A common misconception on the ward is that ‘continuous monitoring’ automatically implies ICU‑level vigilance. In practice, the wearables used on a general ward produce trend data that are updated every few minutes, not second‑by‑second waveforms. Nurse‑to‑patient ratios are higher, patients are mobile, and data gaps can occur if a biosensor loses contact. Consequently, the response time does not often match that of a fully staffed ICU.
UMC Utrecht’s clinicians had to make this distinction explicit: the wearable technology is a safety net, not a replacement for truly ‘real-time’ 24/7 monitoring and staff-to-patient ratios of an ICU setting. Clear communication of these limits prevents unrealistic expectation which precipitate burnout.
In practice, the wearables used on a general ward produce trend data that are updated every few minutes, not second‑by‑second waveforms.
Modern wireless biosensors generate millions of data points per patient per day. Ward nurses, already stretched thin, cannot manually review every number. Furthermore, UMC Utrecht’s teams have observed that existing biosensor technology often generates alerts that are not clinically actionable. This is because many commercial devices use threshold‑based alarms, which fire far more often than they signal a clinically actionable event. This can lead to alarm fatigue for nursing staff. Without intelligent filtering, clinicians are forced to triage noise.

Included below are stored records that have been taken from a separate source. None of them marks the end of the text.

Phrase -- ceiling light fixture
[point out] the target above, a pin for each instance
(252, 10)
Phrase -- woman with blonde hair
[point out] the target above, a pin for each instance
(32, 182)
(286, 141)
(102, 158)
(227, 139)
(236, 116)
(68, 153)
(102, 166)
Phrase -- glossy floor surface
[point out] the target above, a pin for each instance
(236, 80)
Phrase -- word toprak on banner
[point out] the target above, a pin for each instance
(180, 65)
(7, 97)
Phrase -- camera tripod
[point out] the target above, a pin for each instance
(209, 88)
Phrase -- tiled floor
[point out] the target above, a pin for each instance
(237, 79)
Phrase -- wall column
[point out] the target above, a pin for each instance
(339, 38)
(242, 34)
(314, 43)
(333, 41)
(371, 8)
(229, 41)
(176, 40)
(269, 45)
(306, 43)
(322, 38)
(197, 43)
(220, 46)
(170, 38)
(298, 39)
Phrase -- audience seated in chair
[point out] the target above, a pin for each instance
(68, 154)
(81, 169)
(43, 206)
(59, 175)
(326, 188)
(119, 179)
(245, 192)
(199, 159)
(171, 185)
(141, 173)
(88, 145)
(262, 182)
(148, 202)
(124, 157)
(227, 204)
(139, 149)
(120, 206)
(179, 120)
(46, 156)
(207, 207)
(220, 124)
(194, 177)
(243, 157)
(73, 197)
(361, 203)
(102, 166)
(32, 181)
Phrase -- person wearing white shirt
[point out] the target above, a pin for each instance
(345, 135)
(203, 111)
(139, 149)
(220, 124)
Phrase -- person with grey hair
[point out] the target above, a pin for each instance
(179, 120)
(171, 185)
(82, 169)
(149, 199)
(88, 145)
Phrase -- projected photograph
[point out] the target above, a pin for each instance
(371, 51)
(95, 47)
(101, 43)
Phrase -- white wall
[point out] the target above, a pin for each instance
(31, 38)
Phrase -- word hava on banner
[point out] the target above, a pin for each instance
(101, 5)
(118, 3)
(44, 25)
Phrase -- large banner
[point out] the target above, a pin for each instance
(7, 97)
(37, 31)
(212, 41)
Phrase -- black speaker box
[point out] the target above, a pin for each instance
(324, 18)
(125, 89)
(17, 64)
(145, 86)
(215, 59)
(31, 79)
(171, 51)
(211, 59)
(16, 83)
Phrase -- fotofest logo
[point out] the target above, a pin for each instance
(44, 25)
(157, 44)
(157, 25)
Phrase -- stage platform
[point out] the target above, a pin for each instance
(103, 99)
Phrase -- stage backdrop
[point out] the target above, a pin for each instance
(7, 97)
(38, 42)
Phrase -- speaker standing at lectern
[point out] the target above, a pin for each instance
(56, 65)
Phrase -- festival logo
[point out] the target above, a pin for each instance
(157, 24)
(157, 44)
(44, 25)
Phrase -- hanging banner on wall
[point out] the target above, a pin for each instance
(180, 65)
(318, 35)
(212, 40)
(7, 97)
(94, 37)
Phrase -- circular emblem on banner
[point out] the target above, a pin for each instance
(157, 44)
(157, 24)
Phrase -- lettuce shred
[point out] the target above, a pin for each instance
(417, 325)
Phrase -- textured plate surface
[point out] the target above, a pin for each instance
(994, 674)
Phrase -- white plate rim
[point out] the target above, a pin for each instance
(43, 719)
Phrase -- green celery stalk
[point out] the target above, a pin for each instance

Because AI‑driven predictive algorithms are not yet mature enough for bedside use, UMC Utrecht adopted a hybrid workflow to facilitate rapid rollout.
This system is designed to support staff workload and continuous patient observation, while preparing for future workflow enhancements as technology develops.
Technical solutions alone do not guarantee adoption. At UMC Utrecht, the biggest obstacle was changing entrenched habits. For decades, ward teams relied on intermittent manual vital sign checks. Introducing a constant stream of data, with a ‘virtual ward’ environment, required a cultural shift: clinicians had to trust a remote signal, learn to interpret trends, and incorporate this information into their patient management strategies.
Patience is vital during transformations of this nature. While implementation is a vital first step, adoption of wearable technologies and associated processes can take longer – but it should also be the clear long-term goal for clinicians and nurses alike.
For UMC Utrecht, patient-reported outcome measures (PROMs) are vital to study and collect in order to evaluate whether technology is associated with benefits in this transformation process, since these provide clear insights and metrics that allow the technology delivers holistic benefits for patients as well as staff.
For UMC Utrecht, a long-term goal is to explore replacing rule-based alarms with predictive AI that may anticipate deterioration before it manifests in vital-sign changes. The ‘hybrid’ workflow model is intended as a pragmatic bridge to that future, supporting current safety practices while the evidence base for AI continues to develop.
By treating wearable technology as an extension of the care team – rather than a replacement – the goal is that organizations can create hospital discharge planning pathways that are both data‑rich and human‑focused.